Comparative legal systems have begun to reflect similar developments. In countries like Canada and the Netherlands, courts have recognized cohabiting same-sex partners as de facto family units, even prior to marriage equality. In Germany and Malta, civil union laws preceded full marriage rights, providing legal recognition for “life partnerships” that were functionally equivalent to family.
In India, while Supriyo, did not grant same-sex marriage legal recognition, it did not deny the capacity of queer individuals to form familial bonds. The Madras High Court’s reference to the “deed of familial association” in Prasanna J. is a significant development. This deed gives partners a way to officially express their commitment, divide household duties, and make healthcare decisions for one another, filling an important gap since same-sex couples currently have no right to marry.
Indian constitutional courts have also recognized broader ideas of what a family can be. In Deepika Singh, the Supreme Court held that families don’t have to follow the traditional mold, unmarried couples and single-parent households deserve the same respect and legal protection as traditional nuclear families. By applying this logic to queer relationships, the judiciary moves towards a more inclusive understanding of family.
The Madras High Court’s judgement is not only consistent with constitutional doctrine but also aligned with evolving international human rights values and domestic judicial trends. It also echoes what queer communities have long believed: that family isn’t just something we’re born into, it is something we build through love, care, and mutual support.
Towards Institutional Change: The Road Ahead
While this judgment affirms individual freedom and chosen kinship, it also signals areas for future legal and institutional development. The court’s reference to “deed of familial association” opens the door for states to develop legal tools that recognize queer partnership, even without marriage rights. This recognition could guide future work by the Law Commission as it revisits civil union frameworks or broader family law reforms.
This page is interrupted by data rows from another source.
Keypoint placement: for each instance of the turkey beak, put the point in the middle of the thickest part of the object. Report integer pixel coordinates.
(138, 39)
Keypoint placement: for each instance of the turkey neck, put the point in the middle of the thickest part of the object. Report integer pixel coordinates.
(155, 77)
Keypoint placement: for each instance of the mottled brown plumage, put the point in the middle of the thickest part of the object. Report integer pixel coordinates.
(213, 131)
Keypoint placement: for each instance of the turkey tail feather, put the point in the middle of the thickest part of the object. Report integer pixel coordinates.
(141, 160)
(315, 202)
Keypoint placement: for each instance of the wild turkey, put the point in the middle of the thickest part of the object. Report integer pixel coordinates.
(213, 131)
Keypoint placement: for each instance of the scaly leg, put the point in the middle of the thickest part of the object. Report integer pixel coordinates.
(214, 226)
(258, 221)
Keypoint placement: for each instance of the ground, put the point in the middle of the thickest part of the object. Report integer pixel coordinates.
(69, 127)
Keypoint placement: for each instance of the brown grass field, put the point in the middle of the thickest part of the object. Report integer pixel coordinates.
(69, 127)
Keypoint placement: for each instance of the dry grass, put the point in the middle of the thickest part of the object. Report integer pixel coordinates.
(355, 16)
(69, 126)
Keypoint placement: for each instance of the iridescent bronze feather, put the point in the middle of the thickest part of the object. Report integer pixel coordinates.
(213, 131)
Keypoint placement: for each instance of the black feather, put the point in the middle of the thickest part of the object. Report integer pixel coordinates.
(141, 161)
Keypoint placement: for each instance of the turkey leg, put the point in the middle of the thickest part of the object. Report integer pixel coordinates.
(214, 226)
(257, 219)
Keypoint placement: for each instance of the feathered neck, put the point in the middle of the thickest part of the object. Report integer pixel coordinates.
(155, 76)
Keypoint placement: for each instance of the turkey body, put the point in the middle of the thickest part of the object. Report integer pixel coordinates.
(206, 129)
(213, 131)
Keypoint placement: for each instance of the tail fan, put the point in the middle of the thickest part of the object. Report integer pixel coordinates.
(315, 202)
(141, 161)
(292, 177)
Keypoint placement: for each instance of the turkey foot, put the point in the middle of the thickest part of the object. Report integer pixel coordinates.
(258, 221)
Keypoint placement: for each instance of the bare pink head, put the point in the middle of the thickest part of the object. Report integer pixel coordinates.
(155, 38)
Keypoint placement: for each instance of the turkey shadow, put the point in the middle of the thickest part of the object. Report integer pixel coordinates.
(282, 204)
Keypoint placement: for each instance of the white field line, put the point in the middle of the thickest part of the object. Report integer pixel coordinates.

Just as importantly, the court’s strong rebuke of police inaction underscores the need for real sensitization within the enforcement. Integrating the Yogyakarta Principles into police training, especially the duty to protect against family violence could help ensure that queer voices are heard and not dismissed.
Conclusion
This judgment marks a significant milestone in the evolution of Indian law regarding personal liberty, privacy, and LGBTQIA+ rights. By focusing on individuals’ choice, recognizing same-sex relationships outside of marriage, and calling out police inaction, the court declares: when love is freely chosen, the Constitution protects it.
At times when legislative reforms on same-sex marriage are still pending, judgments like this help keep the ideals of equality and dignity alive for queer communities in India. They also affirm that the judiciary is not just a body that resolves disputes, but one that is capable of compassion, imagination, and courage.
This is not just a win for one couple; it is a reminder that in a constitutional democracy, no identity is too minor, no love too controversial, no matter how unconventional, deserves legal respect and protection.
[1] M A v Superintendent of Police & Others , 2025 SCC OnLine Mad 2542.
[2] Navtej Singh Johar v Union of India , (2018) 10 SCC 1.
[3] S Sushma v Commissioner of Police , 2021 SCC OnLine Mad 1452.
[4] Devu G Nair v State of Kerala , 2024 SCC OnLine SC 249.
[5] Shafin Jahan v Asokan K.M, (2018) 16 SCC 368.
[6] Asha Ranjan v State of Bihar, (2017) 4 SCC 397.
[7] Shakti Vahini v Union of India, (2018) 7 SCC 192.
[8] NALSA v Union of India, (2014) 5 SCC 438.
[9] Leila Seth, A Mother and a Judge Speaks Out on Section 377, archived in Vikram Seth, Two Lives (HarperCollins).
[10] Joseph Shine v Union of India , (2019) 3 SCC 39.
[11] Young Lawyers Association v State of Kerala, (2019) 11 SCC 1.
[12] Deepika Singh v Central Administrative Tribunal, 2022 INSC 834.
[13] Supriyo @ Supriya Chakraborty v. Union of India, 2023 INSC 920.